On Holiness in Youth

Many years ago, I was appointed to be on a pastoral team for seminarians in a seminary. I objected, but it was part of my job description as a professor, so I could not refuse, but I took a rather passive stance.

...that was until I realized the nonsense which was being shared at the meetings made up of priests who were in seminary formation.  Two amazingly bad ideas were held by the majority of the formators. The first was that seminarians did not have to aspire to holiness.
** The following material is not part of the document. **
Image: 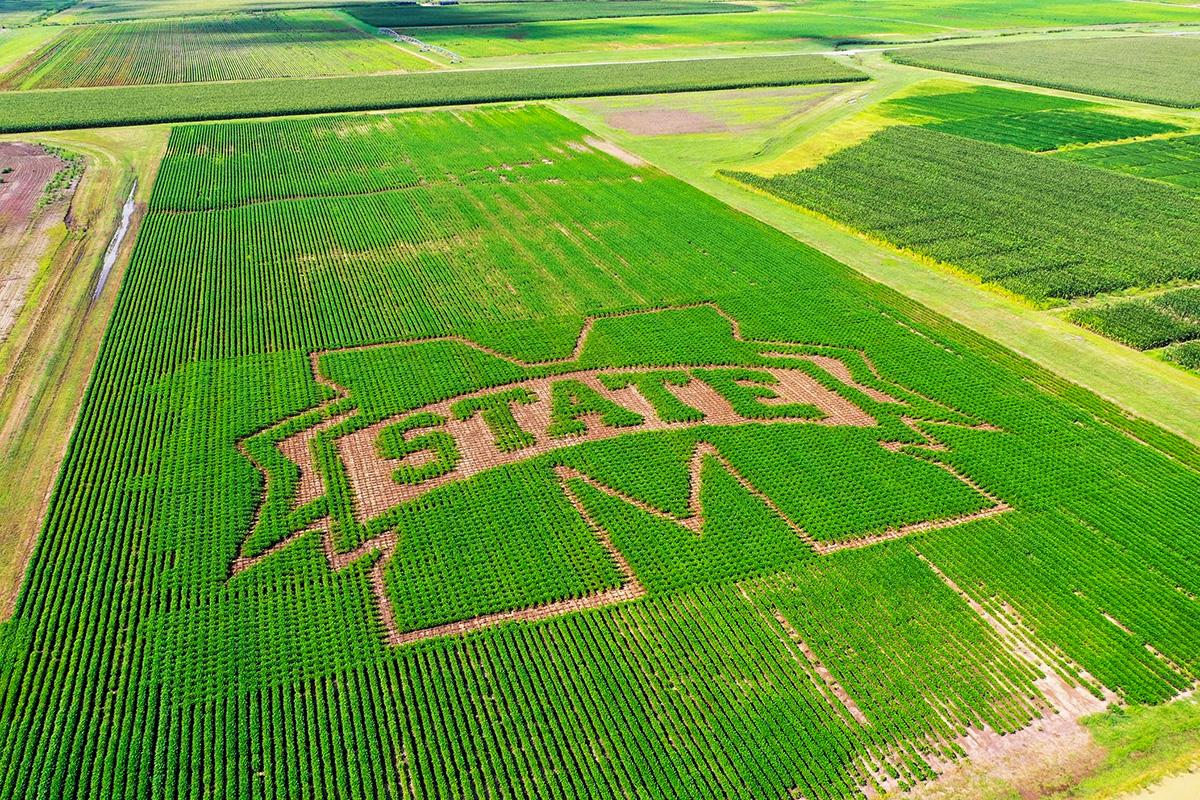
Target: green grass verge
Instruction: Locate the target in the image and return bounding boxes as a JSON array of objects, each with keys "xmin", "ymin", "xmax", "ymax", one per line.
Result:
[{"xmin": 0, "ymin": 55, "xmax": 866, "ymax": 133}]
I was floored. The goal of a seminary is not merely the stuffing of knowledge into men who are going to be priests, but the formation of a man who will be a holy priest. The idea that seminarians could just be 'one of the boys", or take time to decide to embrace the path of holiness, amazed me. Now, there were structures set up in the seminary to allow for personal growth in holiness, such as private prayer time, the saying of the Divine Office, daily Mass and spiritual direction. But, the attitude among the priests in my group revealed a lack of faith that young people could be holy.
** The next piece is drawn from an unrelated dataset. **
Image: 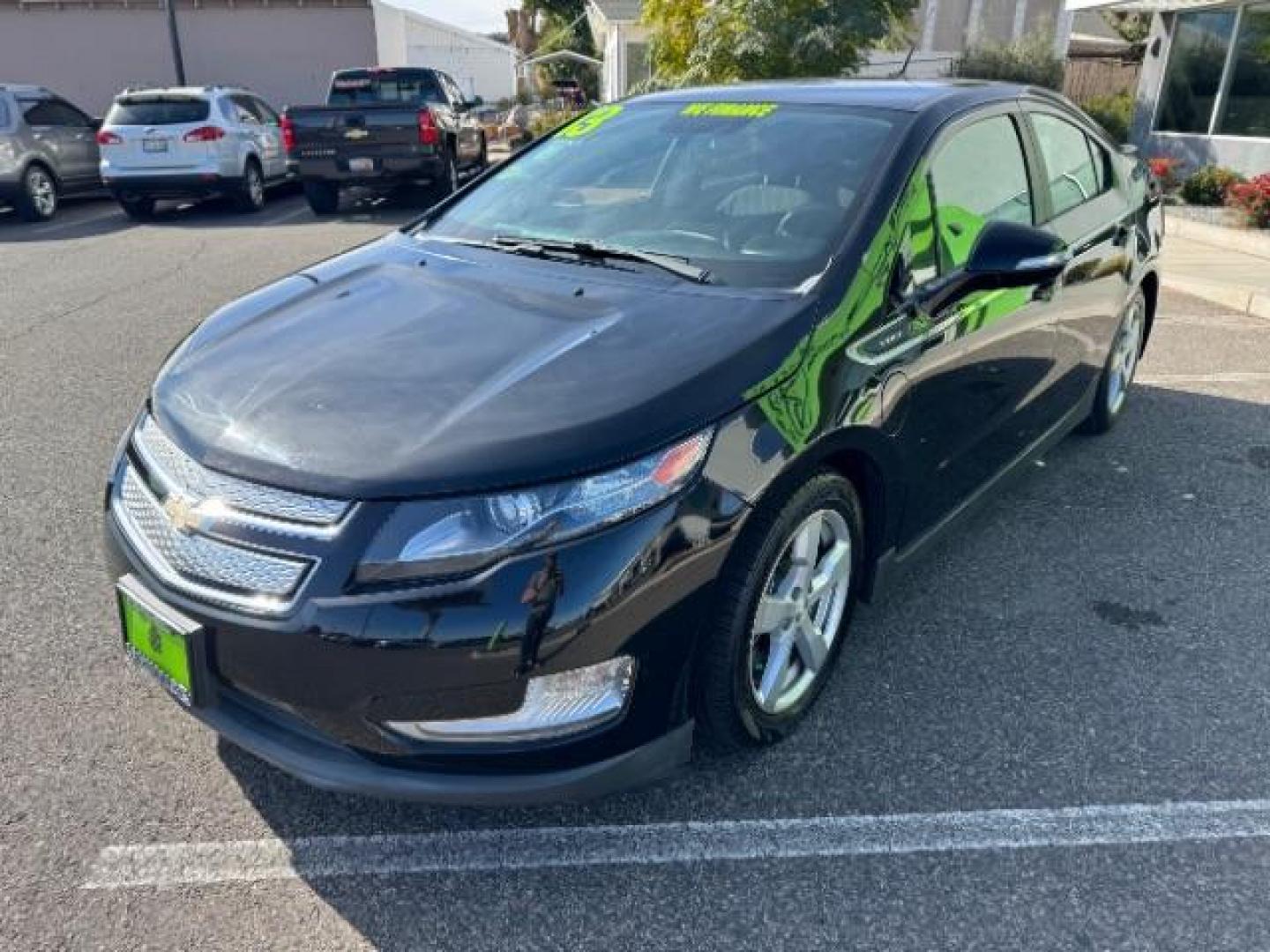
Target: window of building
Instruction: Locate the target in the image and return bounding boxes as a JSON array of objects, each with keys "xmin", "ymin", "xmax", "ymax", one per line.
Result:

The second scary ideal of some of the priest formators centered on the fact that they saw seminary training as a time of discernment primarily. Again, this meant that these priests were not choosing young men who wanted to be priests, but those who thought that "maybe" they wanted to be priests. The attrition rate at this seminary in some years was fifty percent, which is a horrible statistic. (And, what a waste of money for the dioceses, some of which did not demand that the men who left had to pay back the tuition, room and board.)

Now, a young man does not need four years or six years to decide on a vocation. If it takes this long, there is a problem with both the discernment of the youth and the team which is supposed to be guiding him.
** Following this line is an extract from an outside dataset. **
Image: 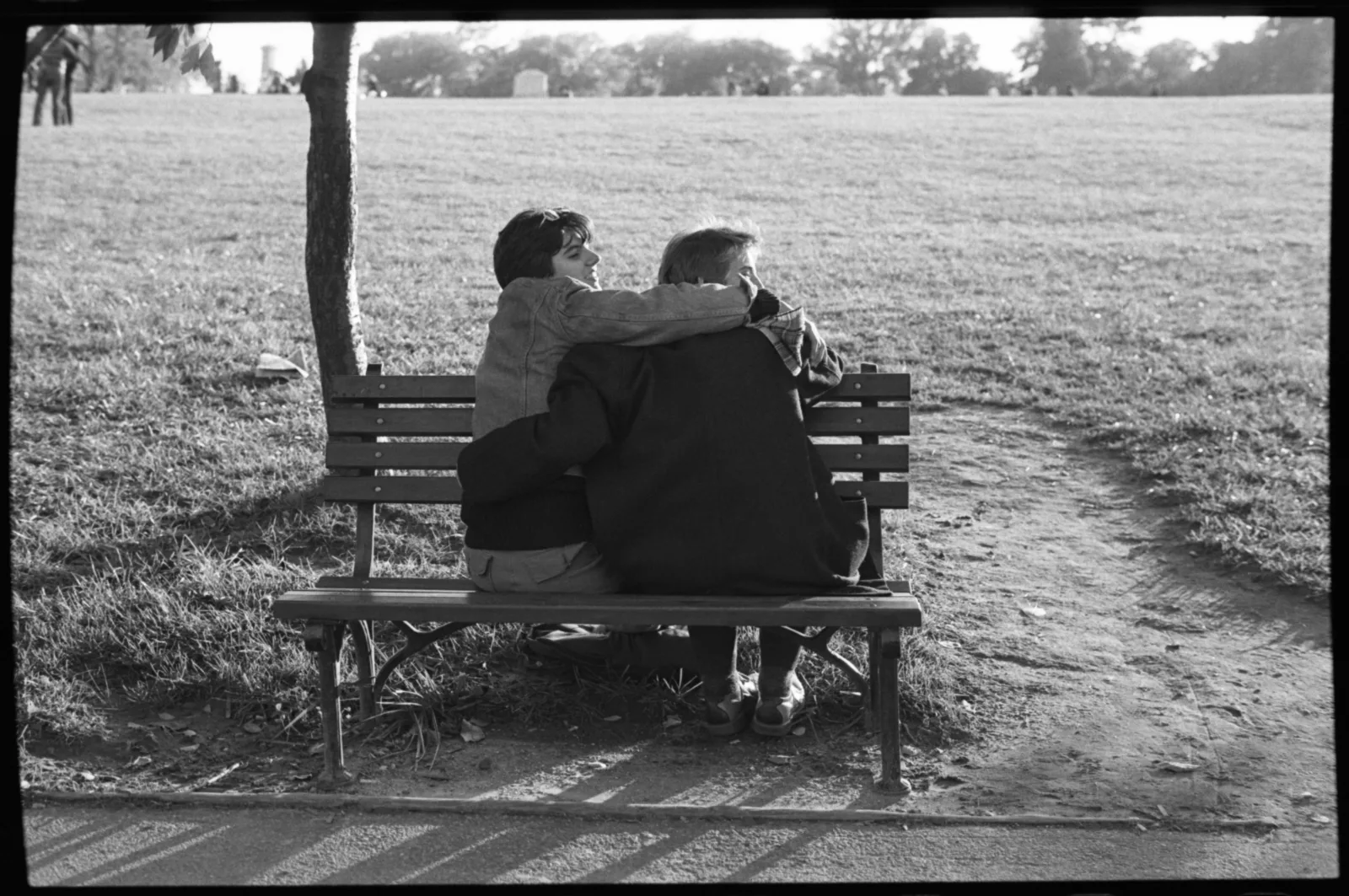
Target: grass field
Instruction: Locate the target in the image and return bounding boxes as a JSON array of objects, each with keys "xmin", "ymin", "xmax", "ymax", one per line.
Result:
[{"xmin": 9, "ymin": 94, "xmax": 1331, "ymax": 738}]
Let me make an analogy. Should a couple be engaged four to six years?  Of course not. In fact, the best marriages about which I have close knowledge are made up of couples who were engaged for a short time, such as three months.

The entire problem with these formation errors is a lack of faith in personal holiness. What does that tell one of the formators?

St. Therese of Lisieux was in formation. She was a novice mistress. She was "into" forming saints.

Seminaries should make it a priority to form saints.